Black centrifugal writing has been and continues to be multiply marginalized. Why would it be otherwise? At a time when academic and critical discourse battens on identity obsession (even as it “problematizes” identity), black centrifugal writing reorients identity in ways that defy prevailing divisions of labor. In the face of a widespread fetishization of collectivity, it dislocates collectivity, flies from collectivity, wants to make flight a condition of collectivity. (p.239)

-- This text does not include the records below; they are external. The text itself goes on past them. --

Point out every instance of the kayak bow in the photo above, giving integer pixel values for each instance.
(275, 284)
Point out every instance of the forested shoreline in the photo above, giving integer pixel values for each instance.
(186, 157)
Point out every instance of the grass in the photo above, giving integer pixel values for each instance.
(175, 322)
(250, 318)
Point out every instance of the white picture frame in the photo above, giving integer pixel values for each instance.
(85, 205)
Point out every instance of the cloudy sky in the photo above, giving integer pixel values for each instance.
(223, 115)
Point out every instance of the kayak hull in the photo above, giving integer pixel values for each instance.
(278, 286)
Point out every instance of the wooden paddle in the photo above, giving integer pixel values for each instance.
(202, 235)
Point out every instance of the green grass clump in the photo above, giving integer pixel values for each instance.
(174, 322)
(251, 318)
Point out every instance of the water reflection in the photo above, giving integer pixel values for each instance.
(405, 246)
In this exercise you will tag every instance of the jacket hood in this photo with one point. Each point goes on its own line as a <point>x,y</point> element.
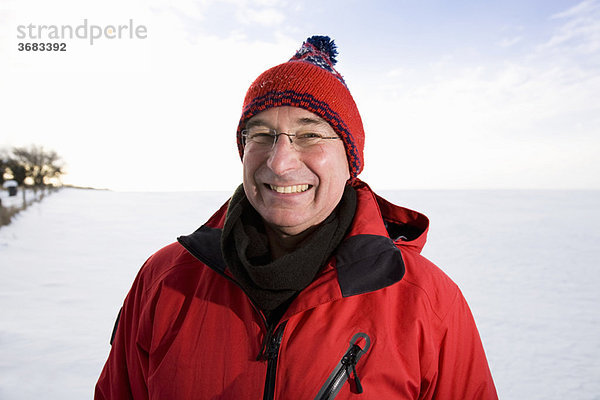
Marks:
<point>407,228</point>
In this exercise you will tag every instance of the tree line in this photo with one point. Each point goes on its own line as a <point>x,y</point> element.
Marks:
<point>32,166</point>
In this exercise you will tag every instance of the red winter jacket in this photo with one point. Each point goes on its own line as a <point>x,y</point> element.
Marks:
<point>378,319</point>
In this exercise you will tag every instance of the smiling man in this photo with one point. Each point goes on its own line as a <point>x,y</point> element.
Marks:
<point>305,284</point>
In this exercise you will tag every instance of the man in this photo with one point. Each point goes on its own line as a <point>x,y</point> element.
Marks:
<point>305,285</point>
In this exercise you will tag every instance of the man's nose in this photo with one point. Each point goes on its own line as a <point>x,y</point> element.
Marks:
<point>283,156</point>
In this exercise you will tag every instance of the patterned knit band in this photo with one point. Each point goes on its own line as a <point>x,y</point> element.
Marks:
<point>309,81</point>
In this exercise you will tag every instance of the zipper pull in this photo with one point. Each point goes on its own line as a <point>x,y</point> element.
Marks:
<point>349,361</point>
<point>263,354</point>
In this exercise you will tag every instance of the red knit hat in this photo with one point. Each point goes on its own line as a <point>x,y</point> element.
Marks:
<point>309,81</point>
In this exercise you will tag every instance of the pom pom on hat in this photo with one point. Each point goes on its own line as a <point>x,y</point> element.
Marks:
<point>310,81</point>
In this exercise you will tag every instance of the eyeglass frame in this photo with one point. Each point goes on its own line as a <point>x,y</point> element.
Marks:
<point>275,135</point>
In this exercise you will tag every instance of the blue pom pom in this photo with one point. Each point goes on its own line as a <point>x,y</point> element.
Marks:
<point>326,45</point>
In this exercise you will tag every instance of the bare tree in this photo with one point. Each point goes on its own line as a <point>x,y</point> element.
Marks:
<point>38,164</point>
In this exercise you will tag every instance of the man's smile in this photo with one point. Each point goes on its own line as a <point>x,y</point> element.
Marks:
<point>289,189</point>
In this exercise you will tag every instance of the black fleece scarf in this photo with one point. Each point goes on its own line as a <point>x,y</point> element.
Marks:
<point>272,284</point>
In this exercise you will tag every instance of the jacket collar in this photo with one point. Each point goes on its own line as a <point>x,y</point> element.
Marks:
<point>369,258</point>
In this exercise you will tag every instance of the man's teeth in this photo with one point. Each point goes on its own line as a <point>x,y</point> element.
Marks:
<point>290,189</point>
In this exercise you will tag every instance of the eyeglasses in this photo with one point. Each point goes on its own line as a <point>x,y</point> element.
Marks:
<point>266,138</point>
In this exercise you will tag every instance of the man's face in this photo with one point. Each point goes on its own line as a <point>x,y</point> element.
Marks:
<point>291,189</point>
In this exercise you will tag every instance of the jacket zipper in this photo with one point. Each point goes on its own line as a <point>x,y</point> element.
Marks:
<point>271,343</point>
<point>345,369</point>
<point>272,355</point>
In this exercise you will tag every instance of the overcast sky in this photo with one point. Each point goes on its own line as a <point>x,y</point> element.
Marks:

One can envision Deleuze and Guattari beaming over those last two sentences, which call to mind the lines of flight articulated in A Thousand and One Plateaus. Putting a more literal spin on that notion, a friend of mine, who recently hopped off the tenure track, vented his disgruntlement to me about the overall privileging, by journals and senior faculty, of black social-realist and magical-realist traditions over the kinds of writing of which Mackey is an exponent.

The desire for community is a motif that breezes through the entirety of From a Broken Bottle Traces of Perfume Still Emanate. From the beginning, N. is adamant that, “The last thing I want our group to become is a lonely hearts band.” (p.67) The avant-garde stratagems employed by these books are volunteered on the behalf of aesthetic and political goals that have yet to be neutered.